The technology visionary dreams of the Semantic web and linked data, the world where data is infinitely accessible and any query can be answered with a quick search and a click of the mouse. One where data can be collated from multiple sources automatically to answer questions that were impossible otherwise. The dream of the semantic web is one where data is “free” of the database, there are no silos and data is interconnected in ways that the original creator could never conceive. The theory of the semantic web is that if you had online databases of various types linked together and available for users, that it would enable complex, advanced searching functionality that would link the multiple databases together in new, and unique ways.
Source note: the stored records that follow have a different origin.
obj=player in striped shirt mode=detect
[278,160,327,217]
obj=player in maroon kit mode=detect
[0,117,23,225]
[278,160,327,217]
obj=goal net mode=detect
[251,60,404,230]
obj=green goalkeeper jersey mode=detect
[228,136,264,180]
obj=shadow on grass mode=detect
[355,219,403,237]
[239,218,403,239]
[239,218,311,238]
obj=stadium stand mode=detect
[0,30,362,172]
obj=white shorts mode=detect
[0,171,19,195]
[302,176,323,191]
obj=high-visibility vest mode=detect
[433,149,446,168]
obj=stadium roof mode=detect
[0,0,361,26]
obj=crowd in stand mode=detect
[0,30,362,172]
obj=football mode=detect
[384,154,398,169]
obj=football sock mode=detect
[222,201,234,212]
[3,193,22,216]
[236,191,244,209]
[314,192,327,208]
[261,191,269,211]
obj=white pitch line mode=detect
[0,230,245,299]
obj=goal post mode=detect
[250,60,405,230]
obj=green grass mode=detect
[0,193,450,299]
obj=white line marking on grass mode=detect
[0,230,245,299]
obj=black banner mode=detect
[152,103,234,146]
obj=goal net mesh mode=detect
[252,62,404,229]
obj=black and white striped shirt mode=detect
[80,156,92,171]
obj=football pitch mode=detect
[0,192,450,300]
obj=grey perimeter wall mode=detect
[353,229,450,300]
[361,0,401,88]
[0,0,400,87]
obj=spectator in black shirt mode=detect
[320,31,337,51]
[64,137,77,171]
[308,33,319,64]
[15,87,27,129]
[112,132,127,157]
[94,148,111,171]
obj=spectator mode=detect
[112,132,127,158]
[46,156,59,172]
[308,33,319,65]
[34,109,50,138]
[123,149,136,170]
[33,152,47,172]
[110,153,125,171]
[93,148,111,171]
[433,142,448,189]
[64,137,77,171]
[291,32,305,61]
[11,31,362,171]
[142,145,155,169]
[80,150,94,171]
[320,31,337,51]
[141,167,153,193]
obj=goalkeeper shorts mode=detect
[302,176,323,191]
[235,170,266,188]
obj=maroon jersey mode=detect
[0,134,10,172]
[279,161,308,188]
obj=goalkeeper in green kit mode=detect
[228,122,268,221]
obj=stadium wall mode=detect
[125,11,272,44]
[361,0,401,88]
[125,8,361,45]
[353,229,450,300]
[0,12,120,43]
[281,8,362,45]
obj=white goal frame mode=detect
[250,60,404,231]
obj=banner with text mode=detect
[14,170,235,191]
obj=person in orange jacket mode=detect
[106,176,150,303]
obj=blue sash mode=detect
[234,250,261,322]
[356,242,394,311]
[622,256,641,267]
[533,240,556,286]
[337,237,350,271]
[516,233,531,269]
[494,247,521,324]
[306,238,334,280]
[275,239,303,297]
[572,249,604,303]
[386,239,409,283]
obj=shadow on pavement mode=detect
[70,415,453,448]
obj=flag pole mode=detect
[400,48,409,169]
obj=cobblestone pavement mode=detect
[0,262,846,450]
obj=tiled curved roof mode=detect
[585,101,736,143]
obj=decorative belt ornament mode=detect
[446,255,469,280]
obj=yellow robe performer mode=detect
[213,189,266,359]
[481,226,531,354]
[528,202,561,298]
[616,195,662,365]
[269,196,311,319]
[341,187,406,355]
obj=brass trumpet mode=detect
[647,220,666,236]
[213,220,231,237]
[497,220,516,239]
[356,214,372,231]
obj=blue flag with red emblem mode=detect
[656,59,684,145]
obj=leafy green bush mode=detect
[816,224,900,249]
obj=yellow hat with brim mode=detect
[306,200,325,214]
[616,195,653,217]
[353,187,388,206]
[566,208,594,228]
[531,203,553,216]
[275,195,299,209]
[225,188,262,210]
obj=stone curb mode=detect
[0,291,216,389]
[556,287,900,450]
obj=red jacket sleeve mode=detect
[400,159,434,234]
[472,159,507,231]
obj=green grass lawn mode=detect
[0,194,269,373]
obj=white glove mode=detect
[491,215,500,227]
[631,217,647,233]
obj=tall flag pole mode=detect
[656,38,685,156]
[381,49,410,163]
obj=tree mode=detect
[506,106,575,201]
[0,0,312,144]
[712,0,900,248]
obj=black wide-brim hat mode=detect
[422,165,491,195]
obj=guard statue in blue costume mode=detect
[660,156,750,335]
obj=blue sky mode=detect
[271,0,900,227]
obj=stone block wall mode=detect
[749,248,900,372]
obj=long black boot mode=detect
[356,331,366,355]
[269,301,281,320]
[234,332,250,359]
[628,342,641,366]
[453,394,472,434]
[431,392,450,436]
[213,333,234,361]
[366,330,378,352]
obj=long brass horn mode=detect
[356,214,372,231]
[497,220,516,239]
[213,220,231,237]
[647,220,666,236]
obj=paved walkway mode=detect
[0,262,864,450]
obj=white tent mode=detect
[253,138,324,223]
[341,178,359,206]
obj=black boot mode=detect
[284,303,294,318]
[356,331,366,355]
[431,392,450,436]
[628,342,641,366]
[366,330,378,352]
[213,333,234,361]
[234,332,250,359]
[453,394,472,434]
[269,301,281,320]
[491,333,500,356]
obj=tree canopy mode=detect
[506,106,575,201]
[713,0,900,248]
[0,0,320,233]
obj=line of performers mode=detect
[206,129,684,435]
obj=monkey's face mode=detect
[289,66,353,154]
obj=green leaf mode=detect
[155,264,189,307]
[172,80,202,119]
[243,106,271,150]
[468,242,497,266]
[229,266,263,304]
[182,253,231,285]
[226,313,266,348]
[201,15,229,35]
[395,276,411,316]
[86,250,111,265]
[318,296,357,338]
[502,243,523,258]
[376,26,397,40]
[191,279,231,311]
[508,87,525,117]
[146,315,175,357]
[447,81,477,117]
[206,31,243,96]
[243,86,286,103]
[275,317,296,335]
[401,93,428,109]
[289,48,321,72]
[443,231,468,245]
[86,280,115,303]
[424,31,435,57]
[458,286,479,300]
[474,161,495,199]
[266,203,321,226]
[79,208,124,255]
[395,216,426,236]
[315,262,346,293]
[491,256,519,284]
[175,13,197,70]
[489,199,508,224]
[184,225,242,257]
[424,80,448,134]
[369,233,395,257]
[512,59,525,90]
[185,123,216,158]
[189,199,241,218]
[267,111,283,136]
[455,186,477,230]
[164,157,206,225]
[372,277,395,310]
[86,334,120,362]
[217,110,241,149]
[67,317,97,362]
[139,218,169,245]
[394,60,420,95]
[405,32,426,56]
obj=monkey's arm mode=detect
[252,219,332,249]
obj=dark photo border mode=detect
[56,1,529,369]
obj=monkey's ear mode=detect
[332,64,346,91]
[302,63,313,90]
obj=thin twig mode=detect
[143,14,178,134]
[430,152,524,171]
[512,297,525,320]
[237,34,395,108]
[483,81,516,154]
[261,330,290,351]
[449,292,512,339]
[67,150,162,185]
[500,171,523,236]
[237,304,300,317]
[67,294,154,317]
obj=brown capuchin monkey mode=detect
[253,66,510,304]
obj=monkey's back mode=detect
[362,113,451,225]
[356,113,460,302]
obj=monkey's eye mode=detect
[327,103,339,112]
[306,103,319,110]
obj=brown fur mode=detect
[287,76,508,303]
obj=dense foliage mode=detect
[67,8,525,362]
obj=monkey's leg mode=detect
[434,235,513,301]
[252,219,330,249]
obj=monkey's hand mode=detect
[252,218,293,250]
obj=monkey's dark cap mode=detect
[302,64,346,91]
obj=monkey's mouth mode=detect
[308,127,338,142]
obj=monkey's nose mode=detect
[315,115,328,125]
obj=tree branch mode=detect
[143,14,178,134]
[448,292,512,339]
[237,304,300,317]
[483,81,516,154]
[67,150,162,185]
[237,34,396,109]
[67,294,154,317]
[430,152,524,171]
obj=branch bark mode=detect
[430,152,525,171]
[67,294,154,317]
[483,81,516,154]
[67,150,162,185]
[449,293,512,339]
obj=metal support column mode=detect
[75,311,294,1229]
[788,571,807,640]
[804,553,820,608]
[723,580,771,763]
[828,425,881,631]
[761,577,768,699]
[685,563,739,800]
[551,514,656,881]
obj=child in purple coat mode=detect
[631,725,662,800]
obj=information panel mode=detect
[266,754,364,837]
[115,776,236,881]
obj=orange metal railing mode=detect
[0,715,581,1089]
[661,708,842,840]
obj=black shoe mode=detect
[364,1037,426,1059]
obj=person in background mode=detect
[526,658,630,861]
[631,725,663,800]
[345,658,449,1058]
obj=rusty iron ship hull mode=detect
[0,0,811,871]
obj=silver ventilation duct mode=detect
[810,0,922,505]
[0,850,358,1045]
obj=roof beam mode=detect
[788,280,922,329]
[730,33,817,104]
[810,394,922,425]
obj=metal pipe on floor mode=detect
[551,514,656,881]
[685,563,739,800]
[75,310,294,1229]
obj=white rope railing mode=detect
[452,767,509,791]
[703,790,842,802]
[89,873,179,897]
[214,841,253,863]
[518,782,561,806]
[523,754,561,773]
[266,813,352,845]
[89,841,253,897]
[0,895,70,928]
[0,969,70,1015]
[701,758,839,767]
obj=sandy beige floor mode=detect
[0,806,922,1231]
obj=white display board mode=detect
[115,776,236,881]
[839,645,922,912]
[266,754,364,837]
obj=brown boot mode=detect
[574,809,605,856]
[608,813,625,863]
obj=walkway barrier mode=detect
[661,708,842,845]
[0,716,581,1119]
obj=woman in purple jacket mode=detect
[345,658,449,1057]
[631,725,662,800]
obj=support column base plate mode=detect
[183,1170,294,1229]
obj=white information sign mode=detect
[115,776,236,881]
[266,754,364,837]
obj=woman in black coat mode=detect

The challenges of this, however, are great from data quality, to knowledge of external tools, to technical skill.  The latter being, in some ways, the greatest challenge;  Archaeologists, in general are a smart bunch, and often quite technically savvy, but these tools also have a high barrier to entry for use.  Some of these barriers include:

  1. Perceived value and need. If  putting data into a semantic format were as simple as clicking a button and hitting “save as” in Access, Excel, or Word, then this discussion would be moot. Instead, it’s a manual or technically involved process that requires users to isolate different types of data, evaluate it, standardize it, and map it.  It works best for quantitative measurements, and has some real challenges for qualitative data. But, regardless of the ability to publish the data, without a number of shining examples of how the data can be used to produce new impactful and significant ways that change the valuation of the work: reward ratio this will remain a problem.Within tDAR, we have started to develop tools to help users go through the process of making their data accessible through simple web forms. This enables the analysis and mapping of data from coding sheets to shared knowledge structures (ontologies) that can be used in data analysis within tDAR and in the future outside as well.
  2. Once data is in a semantic form, it’s difficult to use. Most archaeologists are not, and do not want to be programmers (though many programmers may want to be archaeologists). While large companies like Google, Microsoft, and Facebook are starting to make use of semantic data in searches (reviews, product searches, flight times, etc are examples of this), the main way of integrating semantic data into your own data is to do it programmatically. Until off-the-shelf tools or discipline specific tools make use of this information, most archaeologists will not be able to use it (or even understand it’s value).Within tDAR, we’ve started to build tools to enable integration of data sets by providing built-in tools enable users to map, collate, and integrate data without being a programmer. Faunal analysts have used these tools to look at use patterns across-sites and continents among other uses.
  3. Once data is in semantic form, how do you evaluate its quality? This is likely the final challenge, semantic or open data is useful only in as far as you can evaluate quality. Leveraging data from the semantic web often means joining or comparing data sets by one aspect in order to gain an understanding of another – but this requires that these connections be evaluated and that the quality of the data be vetted before those connections are made, something that may be hard within online data sets.

In summary, none of these challenges are insurmountable, we have organizations dedicated to the preservation and use of digital data; and we have tools that are evolving to make it easier to ask and answer questions that we could only dream of in the past, linking data together and making new connections.

What we must work together to do is to continue to change the culture or archaeology to ensure that both legacy and new data is properly archived and preserved. And, the challenge for the technologists to build tools that empowers non-programmers to analyze and re-use data in new ways.